The Honorable Jean Murrell Capers, Class of 1945

The Honorable Jean Murrell Capers was born in Georgetown, Kentucky. Her father moved his family to Cleveland when she was a child so that his children could attend integrated schools. She graduated from Flora Mather Stone College, the women’s college of Western Reserve University, in 1933 and taught elementary school children in the Cleveland Public Schools.

As a member of Cleveland’s early civil rights organization, the Future Outlook League, Jean Murrell Capers participated in pickets and organized boycotts of companies and clubs that would not hire or admit African Americans during the 1930s and 40s. And sometime in the 1940s, she decided she had something to say, not just to Cleveland school children, but to the city and the world—something about being a black American and a citizen—and that she needed to be a lawyer to say it. Or, as she told an interviewer, “I did not go to law school so I could have a job. I went to law school so I could be of broader service to people.” She graduated from our predecessor law school, the Cleveland Law School, in 1945. Following her law school graduation she served as an Assistant Police Prosecutor; in 1949 she became the first woman of color ever elected to the Cleveland City Council, where she remained for three terms. From 1960 until 1962 she served as an Ohio Assistant Attorney General; in 1977 Governor James Rhodes appointed her to the Cleveland Municipal Court. She was subsequently elected and remained on the bench until 1986. She has held memberships in the National Bar Association, the NAACP, the Urban League, the National Association of Black Women Lawyers, the Council on Human Relations and many other political organizations. And in 1999, at age 86, she ran as an independent candidate for the U.S. Congress. In January 2010, Judge Capers will celebrate her 97th birthday.

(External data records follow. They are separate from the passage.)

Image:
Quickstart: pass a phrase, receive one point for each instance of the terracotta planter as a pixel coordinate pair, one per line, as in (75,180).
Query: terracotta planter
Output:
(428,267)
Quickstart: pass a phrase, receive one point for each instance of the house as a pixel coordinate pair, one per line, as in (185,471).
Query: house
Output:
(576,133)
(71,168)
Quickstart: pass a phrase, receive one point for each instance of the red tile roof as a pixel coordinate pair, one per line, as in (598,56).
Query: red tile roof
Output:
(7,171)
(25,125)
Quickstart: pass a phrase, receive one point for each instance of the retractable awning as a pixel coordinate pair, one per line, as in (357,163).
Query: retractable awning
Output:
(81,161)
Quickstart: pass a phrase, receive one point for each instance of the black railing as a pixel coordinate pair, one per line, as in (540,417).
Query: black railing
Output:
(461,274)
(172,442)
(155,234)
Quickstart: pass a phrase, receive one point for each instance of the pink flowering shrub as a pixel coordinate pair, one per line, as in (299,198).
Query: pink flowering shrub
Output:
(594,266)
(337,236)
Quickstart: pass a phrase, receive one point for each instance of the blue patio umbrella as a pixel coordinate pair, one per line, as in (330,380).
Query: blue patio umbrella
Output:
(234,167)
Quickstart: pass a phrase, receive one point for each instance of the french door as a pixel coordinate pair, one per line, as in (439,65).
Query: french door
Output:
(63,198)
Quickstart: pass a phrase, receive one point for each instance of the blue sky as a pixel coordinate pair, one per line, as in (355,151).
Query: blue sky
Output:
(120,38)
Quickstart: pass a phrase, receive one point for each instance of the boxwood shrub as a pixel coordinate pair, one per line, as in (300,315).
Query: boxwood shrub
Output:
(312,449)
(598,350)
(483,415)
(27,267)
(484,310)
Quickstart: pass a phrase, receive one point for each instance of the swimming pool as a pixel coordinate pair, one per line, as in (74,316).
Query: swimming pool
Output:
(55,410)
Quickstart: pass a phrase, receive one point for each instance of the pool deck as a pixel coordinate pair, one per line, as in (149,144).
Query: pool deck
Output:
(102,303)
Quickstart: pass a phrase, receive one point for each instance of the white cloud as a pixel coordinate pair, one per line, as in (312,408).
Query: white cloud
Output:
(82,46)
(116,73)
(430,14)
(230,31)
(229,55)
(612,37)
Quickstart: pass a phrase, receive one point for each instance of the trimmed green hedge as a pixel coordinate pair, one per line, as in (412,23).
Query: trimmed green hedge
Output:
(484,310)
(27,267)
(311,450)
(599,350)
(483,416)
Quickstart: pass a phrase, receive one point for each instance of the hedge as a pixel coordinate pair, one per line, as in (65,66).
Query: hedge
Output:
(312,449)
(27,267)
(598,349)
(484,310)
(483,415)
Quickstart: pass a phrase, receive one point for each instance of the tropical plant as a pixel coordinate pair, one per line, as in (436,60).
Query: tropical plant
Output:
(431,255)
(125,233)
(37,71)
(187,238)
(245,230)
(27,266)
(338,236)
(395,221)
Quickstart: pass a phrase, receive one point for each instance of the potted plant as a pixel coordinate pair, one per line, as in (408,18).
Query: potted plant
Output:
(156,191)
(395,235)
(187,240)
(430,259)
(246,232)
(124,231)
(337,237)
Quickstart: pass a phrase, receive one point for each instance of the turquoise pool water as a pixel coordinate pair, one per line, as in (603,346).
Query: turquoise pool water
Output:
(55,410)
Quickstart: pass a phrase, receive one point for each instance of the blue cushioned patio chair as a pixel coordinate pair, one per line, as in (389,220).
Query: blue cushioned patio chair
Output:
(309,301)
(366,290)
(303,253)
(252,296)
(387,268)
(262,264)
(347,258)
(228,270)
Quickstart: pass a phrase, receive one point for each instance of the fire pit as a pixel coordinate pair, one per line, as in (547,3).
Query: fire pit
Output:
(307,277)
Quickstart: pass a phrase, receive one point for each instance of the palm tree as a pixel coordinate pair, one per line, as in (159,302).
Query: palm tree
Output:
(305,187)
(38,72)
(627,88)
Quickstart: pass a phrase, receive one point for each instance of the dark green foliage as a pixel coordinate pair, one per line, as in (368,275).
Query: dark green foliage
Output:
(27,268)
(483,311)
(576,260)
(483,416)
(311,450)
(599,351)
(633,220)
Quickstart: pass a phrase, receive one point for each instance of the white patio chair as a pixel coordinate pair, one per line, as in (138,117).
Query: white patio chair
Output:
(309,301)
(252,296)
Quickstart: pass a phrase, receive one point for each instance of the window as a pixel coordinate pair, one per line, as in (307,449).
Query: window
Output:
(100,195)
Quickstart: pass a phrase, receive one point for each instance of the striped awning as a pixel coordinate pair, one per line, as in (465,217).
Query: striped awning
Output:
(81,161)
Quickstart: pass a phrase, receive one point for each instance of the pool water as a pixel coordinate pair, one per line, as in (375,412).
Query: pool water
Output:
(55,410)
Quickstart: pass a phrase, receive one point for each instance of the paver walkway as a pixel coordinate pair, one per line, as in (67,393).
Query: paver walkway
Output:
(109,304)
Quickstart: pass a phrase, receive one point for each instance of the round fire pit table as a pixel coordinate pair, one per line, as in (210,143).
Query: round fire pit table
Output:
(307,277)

James A. Thomas, Class of 1963

James A. Thomas was born in Pembroke, North Carolina, attended high school in Cleveland, and earned his undergraduate degree in economics with honors from Baldwin-Wallace College. He earned his JD in 1963, magna cum laude, from our law school. He is the founder, Chairman of the Board, President and Chief Executive Officer of Thomas Properties Group, Inc., a national real estate developer of properties throughout the United States.

Before founding Thomas Properties in 2004, he was a partner in two prominent Los Angeles law firms, served in the Regional Counsel’s Office of the Internal Revenue Service and was the Chairman of the Board and CEO of TPG, a predecessor to Thomas Properties. Mr. Thomas was Chief Executive Officer and principal owner of the Sacramento Kings NBA Basketball team and the ARCO Arena from 1992 to 1999.

Mr. Thomas has served the greater Los Angeles community conscientiously throughout his career. He has been a chair and member of the boards of a number of local and national civic and cultural organizations, including the Los Angeles County Museum of Art, St. John’s Health Center Foundation in Santa Monica, the Music Center of Los Angeles County and the I Have a Dream Foundation. A pioneer in sustainable real estate, Thomas Properties Group has received a numerous awards for its leadership in sustainability building.

Mr. Thomas was the founding chair of the law school’s National Advisory Council and is now co-chair of Cleveland-Marshall’s Fund for Excellence committee. His generous support created the James A. Thomas Distinguished Professorship in 2003 and, more recently, helped the law school create its largest scholarship fund through his $50,000 donation to the Bert L. and Iris S. Wolstein Scholarship Fund.